Pheochromocytoma

  • Medical Author:
    Melissa Conrad Stöppler, MD

    Melissa Conrad Stöppler, MD, is a U.S. board-certified Anatomic Pathologist with subspecialty training in the fields of Experimental and Molecular Pathology. Dr. Stöppler's educational background includes a BA with Highest Distinction from the University of Virginia and an MD from the University of North Carolina. She completed residency training in Anatomic Pathology at Georgetown University followed by subspecialty fellowship training in molecular diagnostics and experimental pathology.

  • Medical Editor: Charles Patrick Davis, MD, PhD
    Charles Patrick Davis, MD, PhD

    Charles Patrick Davis, MD, PhD

    Dr. Charles "Pat" Davis, MD, PhD, is a board certified Emergency Medicine doctor who currently practices as a consultant and staff member for hospitals. He has a PhD in Microbiology (UT at Austin), and the MD (Univ. Texas Medical Branch, Galveston). He is a Clinical Professor (retired) in the Division of Emergency Medicine, UT Health Science Center at San Antonio, and has been the Chief of Emergency Medicine at UT Medical Branch and at UTHSCSA with over 250 publications.

What else can cause the symptoms of a pheochromocytoma?

Basically, anything that can cause over activity of the sympathetic nervous system can be on the list of diagnoses to rule out when suspecting a pheochromocytoma. The sympathetic system is the main control panel governing the release of the "flight or fight" response in response to stress or fear, as mentioned above. Things that can stimulate this include drugs (even excessive use of decongestants should be considered); withdrawal from drugs (such as suddenly stopping certain blood pressure medications); panic attacks, and spinal cord injuries are among the many conditions that can also lead to some of the symptoms seen in pheochromocytomas.

How is pheochromocytoma diagnosed?

Pheochromocytoma is a possibility in anyone with the classic triad of symptoms -- headache, sweating, and heart palpitations -- especially when there is high blood pressure (though high blood pressure is not always present). A physician becomes more suspicious if the patient is young and has no other risk factors or habits that may cause these findings.

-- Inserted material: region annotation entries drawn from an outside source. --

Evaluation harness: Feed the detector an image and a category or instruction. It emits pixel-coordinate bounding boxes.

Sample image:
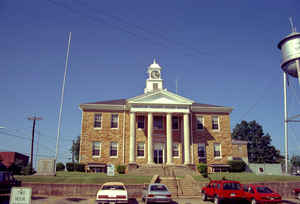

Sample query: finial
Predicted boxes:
[289,17,296,33]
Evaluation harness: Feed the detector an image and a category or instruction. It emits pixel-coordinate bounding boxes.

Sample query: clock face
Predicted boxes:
[151,71,159,79]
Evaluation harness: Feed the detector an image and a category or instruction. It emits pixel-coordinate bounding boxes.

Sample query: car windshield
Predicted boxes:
[150,185,167,191]
[223,183,241,190]
[102,185,125,190]
[256,186,273,193]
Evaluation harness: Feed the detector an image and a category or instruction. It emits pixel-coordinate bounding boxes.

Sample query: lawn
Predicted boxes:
[15,171,152,184]
[194,173,300,183]
[15,171,300,184]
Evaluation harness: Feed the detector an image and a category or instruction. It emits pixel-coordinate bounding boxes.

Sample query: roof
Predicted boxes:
[82,99,127,105]
[102,182,124,186]
[232,140,248,144]
[192,103,224,107]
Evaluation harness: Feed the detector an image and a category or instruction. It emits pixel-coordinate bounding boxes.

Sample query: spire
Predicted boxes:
[153,58,157,64]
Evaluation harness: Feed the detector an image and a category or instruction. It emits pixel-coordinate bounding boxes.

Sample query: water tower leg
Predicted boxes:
[283,72,288,174]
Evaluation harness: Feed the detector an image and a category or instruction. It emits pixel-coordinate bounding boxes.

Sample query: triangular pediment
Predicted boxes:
[128,90,194,105]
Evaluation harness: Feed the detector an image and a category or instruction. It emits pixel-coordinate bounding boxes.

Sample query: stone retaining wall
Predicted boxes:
[22,182,300,198]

Perhaps the patient knows their family history well and can inform their doctor of other types of endocrine tumors, including pheochromocytoma(s) diagnosed in family members. Consequently, a doctor suspecting familial pheochromocytoma can go straight to genetic testing. However, in most cases, if suspicion is high, the physician proceeds with a series of tests to measure the culprit hormones and their breakdown products (metabolites) listed below.

First, hormones such as catecholamines and metanephrines are measured in a 24 hour urine collection, and metanephrines may also be measured in the blood. If these are greater than 2 times the normal level, imaging studies are usually done to look at the adrenal glands.

If imaging with MRI or CT scans of the adrenal glands shows a mass in the gland (or outside it), surgery may be done. If it is not clear that the mass is actually functional and related to the findings clinically, or if there is no mass seen on imaging, another test can be performed. This test called a 131-I-MIBG scan is quite specific for pheochromocytomas. In this test a radioactive iodine molecule is injected into the bloodstream and localized in the area of the tumor, allowing visualization of the pheochromocytoma on imaging studies.